Rispetto a tutto questo, Napolitano non ritiene che si debba tornare a una situazione di maggior “adeguamento della situazione governativa allo sviluppo della situazione politica del Paese”, per dirla con Amendola, ma bensì che si debba chiudere l’unica eccezionalità costituzionale che egli riconosce, legata al fatto di aver rieletto per un secondo mandato lo stesso presidente della Repubblica.

Perlomeno, il Presidente della Repubblica ha avuto l’onestà di riconoscere che “tutti gli interventi pubblici messi in atto in Italia negli ultimi anni stentano a produrre effetti decisivi, che allevino il peso delle ristrettezze e delle nuove povertà per un così gran numero di famiglie e si traducano in prospettive di occupazione per masse di giovani tenuti fuori o ai margini del mercato del lavoro.” Putroppo, rispetto a questo fallimento totale che viene giustamente riconosciuto, non è per niente estranea l’opera di Napolitano come deus ex machina degli ultimi esecutivi.

Napolitano, per dirla in altri termini, ha incarnato una idea di attaccamento  e servizio alle istituzioni che ha messo avanti le istituzioni stesse rispetto alle finalità di quelle istituzioni.
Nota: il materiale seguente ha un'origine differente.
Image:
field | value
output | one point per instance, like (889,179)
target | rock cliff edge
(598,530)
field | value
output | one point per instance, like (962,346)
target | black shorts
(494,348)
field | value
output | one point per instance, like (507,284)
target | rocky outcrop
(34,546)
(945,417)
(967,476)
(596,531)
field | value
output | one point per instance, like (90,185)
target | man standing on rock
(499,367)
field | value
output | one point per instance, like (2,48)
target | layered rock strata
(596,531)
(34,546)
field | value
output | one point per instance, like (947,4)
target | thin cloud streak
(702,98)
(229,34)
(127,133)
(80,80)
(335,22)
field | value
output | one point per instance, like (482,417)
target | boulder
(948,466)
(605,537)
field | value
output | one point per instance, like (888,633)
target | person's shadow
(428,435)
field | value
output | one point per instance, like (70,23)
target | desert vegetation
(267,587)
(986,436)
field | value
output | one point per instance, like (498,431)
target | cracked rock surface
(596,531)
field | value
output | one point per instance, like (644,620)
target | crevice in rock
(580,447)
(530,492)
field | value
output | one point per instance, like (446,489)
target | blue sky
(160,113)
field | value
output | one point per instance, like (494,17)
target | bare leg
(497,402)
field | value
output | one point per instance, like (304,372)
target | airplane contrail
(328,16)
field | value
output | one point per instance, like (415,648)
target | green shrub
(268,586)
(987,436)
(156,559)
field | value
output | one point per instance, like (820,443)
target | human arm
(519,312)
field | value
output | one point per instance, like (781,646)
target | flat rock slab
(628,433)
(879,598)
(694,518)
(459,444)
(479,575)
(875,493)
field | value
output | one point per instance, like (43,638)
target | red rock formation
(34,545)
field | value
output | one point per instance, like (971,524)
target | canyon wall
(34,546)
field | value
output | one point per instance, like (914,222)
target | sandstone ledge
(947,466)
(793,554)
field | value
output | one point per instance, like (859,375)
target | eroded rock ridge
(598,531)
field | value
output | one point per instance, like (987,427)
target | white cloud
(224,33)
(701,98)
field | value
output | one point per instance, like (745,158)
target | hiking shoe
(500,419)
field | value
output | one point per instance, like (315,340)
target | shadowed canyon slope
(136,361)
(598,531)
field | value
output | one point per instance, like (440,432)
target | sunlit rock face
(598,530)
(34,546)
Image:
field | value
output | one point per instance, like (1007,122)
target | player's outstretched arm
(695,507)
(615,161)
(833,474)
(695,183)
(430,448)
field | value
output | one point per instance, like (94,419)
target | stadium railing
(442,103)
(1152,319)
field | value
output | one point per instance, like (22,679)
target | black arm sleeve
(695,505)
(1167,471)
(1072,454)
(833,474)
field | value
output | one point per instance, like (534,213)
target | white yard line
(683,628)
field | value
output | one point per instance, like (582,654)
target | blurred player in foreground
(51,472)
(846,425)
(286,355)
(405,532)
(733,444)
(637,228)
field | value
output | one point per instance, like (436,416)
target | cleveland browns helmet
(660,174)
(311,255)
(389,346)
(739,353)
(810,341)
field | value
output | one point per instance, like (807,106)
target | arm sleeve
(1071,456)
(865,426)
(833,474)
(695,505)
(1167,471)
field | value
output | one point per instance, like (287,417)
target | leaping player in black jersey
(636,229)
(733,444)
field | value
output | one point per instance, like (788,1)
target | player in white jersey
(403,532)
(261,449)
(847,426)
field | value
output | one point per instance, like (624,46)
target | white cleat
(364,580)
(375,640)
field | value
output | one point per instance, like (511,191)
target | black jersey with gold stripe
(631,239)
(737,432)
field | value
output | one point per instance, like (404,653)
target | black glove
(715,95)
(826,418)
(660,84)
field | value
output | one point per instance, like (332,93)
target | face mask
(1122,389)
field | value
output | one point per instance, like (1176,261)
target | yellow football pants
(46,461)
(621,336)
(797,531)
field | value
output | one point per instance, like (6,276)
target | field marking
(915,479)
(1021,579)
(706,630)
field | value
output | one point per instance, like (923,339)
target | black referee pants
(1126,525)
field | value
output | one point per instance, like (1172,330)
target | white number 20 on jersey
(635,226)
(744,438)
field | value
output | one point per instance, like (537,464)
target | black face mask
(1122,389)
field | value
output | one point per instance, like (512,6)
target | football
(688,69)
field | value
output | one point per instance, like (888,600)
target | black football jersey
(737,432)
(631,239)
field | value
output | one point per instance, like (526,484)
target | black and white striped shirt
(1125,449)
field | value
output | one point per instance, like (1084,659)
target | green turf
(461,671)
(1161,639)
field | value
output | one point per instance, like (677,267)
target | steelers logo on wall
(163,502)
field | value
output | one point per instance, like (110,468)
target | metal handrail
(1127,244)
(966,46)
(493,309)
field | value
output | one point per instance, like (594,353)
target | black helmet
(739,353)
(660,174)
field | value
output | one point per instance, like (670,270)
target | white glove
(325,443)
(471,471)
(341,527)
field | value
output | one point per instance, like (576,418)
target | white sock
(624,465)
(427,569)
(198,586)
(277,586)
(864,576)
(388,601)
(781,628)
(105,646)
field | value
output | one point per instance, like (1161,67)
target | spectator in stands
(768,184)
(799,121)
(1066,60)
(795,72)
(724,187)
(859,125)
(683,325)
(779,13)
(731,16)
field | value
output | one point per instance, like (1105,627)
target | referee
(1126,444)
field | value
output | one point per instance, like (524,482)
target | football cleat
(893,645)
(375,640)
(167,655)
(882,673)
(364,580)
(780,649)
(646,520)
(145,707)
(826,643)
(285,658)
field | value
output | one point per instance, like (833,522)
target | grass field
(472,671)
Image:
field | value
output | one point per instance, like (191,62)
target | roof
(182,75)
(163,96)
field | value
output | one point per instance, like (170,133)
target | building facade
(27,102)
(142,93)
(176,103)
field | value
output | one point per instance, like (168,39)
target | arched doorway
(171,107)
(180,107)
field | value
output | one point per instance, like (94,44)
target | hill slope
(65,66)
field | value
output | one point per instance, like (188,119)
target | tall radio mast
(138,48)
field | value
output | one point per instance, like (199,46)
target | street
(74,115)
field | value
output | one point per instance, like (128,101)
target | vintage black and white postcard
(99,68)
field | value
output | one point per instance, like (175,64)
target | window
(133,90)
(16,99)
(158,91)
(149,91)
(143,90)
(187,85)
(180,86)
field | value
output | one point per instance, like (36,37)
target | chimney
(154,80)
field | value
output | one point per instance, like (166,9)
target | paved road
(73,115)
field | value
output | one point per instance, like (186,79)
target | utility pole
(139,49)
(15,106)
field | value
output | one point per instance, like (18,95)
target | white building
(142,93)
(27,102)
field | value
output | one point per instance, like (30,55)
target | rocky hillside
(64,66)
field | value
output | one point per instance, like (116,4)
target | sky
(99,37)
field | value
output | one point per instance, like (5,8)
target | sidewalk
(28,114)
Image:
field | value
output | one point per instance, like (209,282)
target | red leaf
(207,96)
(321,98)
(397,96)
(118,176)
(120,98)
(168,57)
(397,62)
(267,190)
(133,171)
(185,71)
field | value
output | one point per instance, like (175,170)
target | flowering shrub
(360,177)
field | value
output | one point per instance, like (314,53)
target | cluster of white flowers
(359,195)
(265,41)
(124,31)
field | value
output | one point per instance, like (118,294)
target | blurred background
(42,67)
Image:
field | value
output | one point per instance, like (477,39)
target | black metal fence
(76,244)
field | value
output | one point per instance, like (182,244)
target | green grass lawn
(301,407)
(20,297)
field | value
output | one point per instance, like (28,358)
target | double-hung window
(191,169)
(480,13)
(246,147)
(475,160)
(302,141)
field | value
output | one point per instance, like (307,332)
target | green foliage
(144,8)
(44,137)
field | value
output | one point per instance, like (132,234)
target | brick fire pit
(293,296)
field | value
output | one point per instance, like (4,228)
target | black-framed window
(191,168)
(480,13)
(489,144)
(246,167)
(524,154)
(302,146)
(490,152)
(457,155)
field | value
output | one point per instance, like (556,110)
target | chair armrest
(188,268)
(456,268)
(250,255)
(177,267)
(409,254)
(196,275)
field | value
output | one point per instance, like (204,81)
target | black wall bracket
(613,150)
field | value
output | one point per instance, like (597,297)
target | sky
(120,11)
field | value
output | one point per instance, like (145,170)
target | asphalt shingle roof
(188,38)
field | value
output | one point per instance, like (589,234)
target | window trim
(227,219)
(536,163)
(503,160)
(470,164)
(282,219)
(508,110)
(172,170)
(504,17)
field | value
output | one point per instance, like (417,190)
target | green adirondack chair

Giocare allo sfascio delle istituzioni e della democrazia come fa Grillo è pericoloso e inaccettabile, ma questo non deve far dimenticare che la difesa delle istituzioni passa anche attraverso i risultati in termini di progresso, giustizia e civiltà che queste riescono a garantire. Speriamo che il prossimo Presidente della Repubblica lo abbia ben chiaro.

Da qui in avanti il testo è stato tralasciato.